Vamos supor que Aquiles comece a correr a 1h. Para superar o atraso, primeiro ele deve
chegar ao ponto onde a tartaruga já estava a 1h, e isso pode custar, digamos, dez
minutos. Mas nesses dez minutos, a tartaruga, obviamente, continuou andando, de
modo que Aquiles, para alcançá-la, terá agora de chegar ao ponto onde a tartaruga
estava a 1h10. Isso vai levar algum tempo, talvez cinco minutos. Mas nesses cinco
minutos, a tartaruga continuou se arrastando na direção da linha de chegada, e agora
Aquiles deve correr para onde a tartaruga estava a 1h15. E assim por diante. Portanto,
concluía Zênon triunfantemente, o senso comum – que leva a prever a vitória de Aquiles
– é contrariado pelas leis do movimento, e, portanto, nossas idéias de movimento estão
erradas.

Mas você pode ter certeza de que Zênon viajou de um lugar para outro e que usou
movimento para fazer isso. É possível até que tenha ultrapassado algumas tartarugas
da época. Zênon simplesmente não acreditava que o entendimento comum da realidade
fosse coerente, já que, como tentou demonstrar, o senso comum e as leis do
movimento não poderiam ser simultaneamente verdadeiros. (O erro de Zênon foi que
ele não percebeu que estava dividindo infinito por infinito, mas não precisamos entrar
em detalhes, aqui.) O que Zênon estava realmente tentando provar era a doutrina de
seu mentor Parmênides, cujas noções de ser e não ser eram bastante abstratas.
Segundo Parmênides, de fato, a realidade era irreal.

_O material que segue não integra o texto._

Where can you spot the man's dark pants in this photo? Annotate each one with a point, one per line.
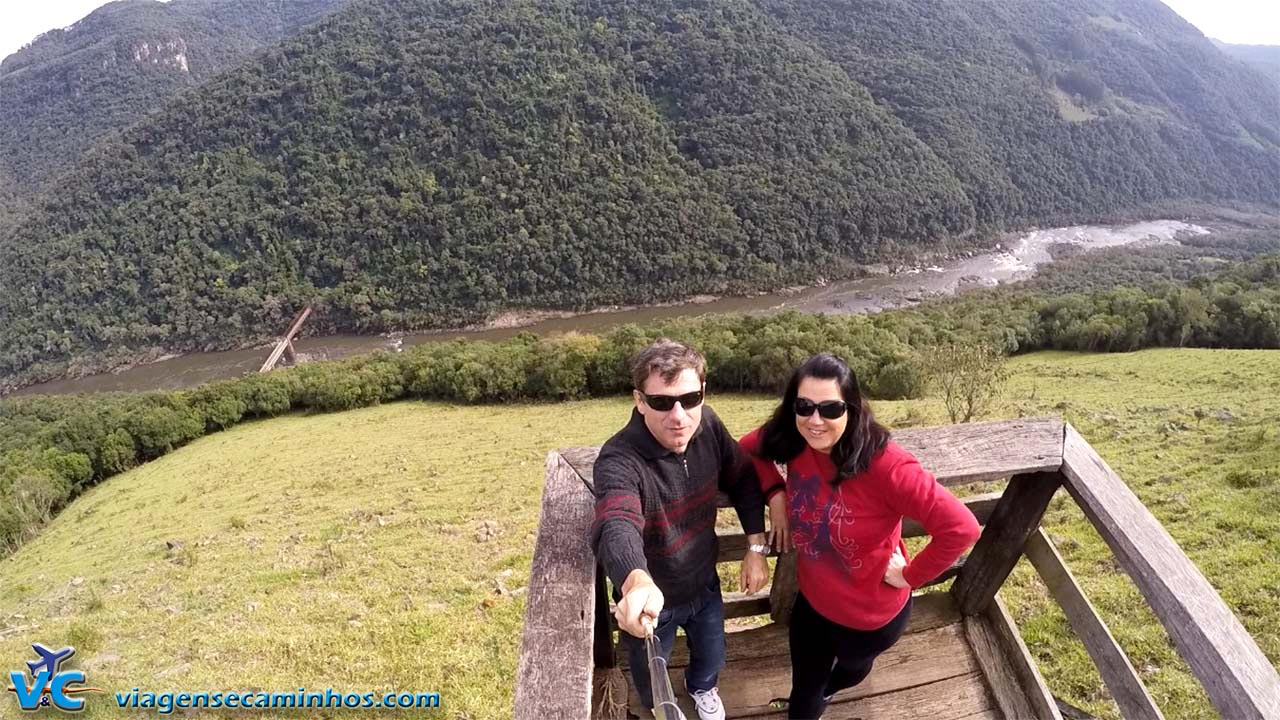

Os filósofos gregos da época de Parmênides não puderam efetivamente apontar falhas


em seus argumentos; o primeiro a fazer isso foi Platão, que atacou as doutrinas de
Parmênides em uma série de diálogos (Parmênides, Teeteto e Sofista). Mas Platão não
foi completamente vitorioso, já que Aristóteles ainda achou necessário contestar e
refutar os argumentos de Parmênides e Zênon, coisa que fez ao examinar as causas do
movimento — tema de sua obra Movimento Primordial.